How does a little girl, who bonded with her mother in the first weeks of life, bonded in the most elemental of ways, suddenly replace her mother with another woman she barely knows? She doesn’t. She can’t see that Mom is a drug addict, unable to care properly for her daughter. She can’t understand that her stepmother really was the better parent. Those concepts don’t enter the picture. What matters is the loss. And yes, Wolfson would change her behavior if she could, but of course she can’t. That’s the kicker; children see the world through children’s eyes, experience life as children, suffer as children, not adults. There’s no going back to make things better, to make things right.
If there were, divorce wouldn’t be so bad. Children would deal with it as adults. They’d know that it’s not their fault, that no pain lasts forever, that time heals. But, as Wolfson shows all too clearly, divorce does hurt kids and they show it. And eventually, everyone around them feels their pain.
I would circle ‘yes’ on the ‘will you go out with me?’ note Greg Warren passes to Lana (her stepsister) in Mrs. Iraggi’s fifth class. I wouldn’t start the rumor that Lana smells bad when I hear Greg likes her. I would know that when I have my first break-up at sixteen, Lana will build a roaring fire in our backyard for me to burn all of Marc Flynn’s pictures in.

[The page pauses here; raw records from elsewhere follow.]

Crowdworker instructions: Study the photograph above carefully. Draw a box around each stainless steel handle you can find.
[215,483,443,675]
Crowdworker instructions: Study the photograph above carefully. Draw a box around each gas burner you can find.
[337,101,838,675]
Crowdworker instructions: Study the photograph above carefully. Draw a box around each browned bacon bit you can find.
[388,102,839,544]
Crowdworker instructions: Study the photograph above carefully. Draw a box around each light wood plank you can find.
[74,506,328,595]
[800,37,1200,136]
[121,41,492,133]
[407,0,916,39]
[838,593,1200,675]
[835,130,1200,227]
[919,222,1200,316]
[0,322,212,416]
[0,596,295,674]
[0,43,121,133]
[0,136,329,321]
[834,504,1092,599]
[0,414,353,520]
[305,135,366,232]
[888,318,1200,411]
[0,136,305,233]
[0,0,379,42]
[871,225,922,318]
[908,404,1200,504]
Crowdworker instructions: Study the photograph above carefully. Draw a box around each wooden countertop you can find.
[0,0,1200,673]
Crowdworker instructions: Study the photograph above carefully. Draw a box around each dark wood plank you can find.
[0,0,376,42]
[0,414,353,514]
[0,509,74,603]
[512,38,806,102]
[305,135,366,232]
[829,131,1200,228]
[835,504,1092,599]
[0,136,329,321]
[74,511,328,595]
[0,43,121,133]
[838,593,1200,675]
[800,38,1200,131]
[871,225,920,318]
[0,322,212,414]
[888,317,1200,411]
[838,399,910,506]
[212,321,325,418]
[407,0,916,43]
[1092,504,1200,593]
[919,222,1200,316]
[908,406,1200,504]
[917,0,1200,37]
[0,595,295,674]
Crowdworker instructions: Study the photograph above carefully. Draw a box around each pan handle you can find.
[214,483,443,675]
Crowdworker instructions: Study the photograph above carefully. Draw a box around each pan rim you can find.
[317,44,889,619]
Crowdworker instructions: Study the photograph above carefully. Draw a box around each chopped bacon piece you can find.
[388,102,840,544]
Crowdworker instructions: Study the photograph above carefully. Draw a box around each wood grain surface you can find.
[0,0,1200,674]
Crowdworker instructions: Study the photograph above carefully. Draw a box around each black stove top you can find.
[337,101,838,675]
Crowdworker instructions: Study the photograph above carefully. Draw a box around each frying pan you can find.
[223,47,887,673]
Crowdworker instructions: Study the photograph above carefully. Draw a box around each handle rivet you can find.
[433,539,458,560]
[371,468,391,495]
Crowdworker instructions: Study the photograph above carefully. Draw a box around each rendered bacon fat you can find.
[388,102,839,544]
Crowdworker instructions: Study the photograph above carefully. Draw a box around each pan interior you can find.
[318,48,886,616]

And of course one of the people to feel the wrath of a child torn by divorce is the child herself. She must make herself suffer.
I would listen to Marla when she tells me gently how to be a better daughter to her and a better sister to Lana. I wouldn’t tell her you’re not my mother or I don’t care about you or your kids. I would know how lucky I am to have her.
I would let Dad console me when he tells me Mom’s drug addiction is what really killed her. I wouldn’t lock myself in my room and cry alone. I would know how good a hug from him would feel.
But she could do none of those things because to do so would have meant she deserved love and a child of divorce often can’t accept that about themselves. So, in the words of Leonard Cohen, “like a beast with his horn, I have torn everyone who reached out to me.”
I would tell Dad, and Marla, and Lana that I love them the second I am ready. I wouldn’t let my pride deprive them of that. I would know that they are the ones lifting me up all this time.
But a child of divorce can’t know that, can’t feel the love that’s given her. She can’t because she’d internalized her own pain. Deep down, she believes she was the author of her parents’ divorce, that had she been a better person, it wouldn’t have happened, her world would never have been rocked and her family would still be together.
Children don’t understand adult things. The divorce that looks to have been one that any adult would say was necessary and right, brought Brianna Wolfson’s world down around her. Her memoir of that time allows us to see, through her need to atone for misdeeds those same adults understand and forgive, how that adult world can scar a child.
It’s one every parent who’s contemplating divorce should read.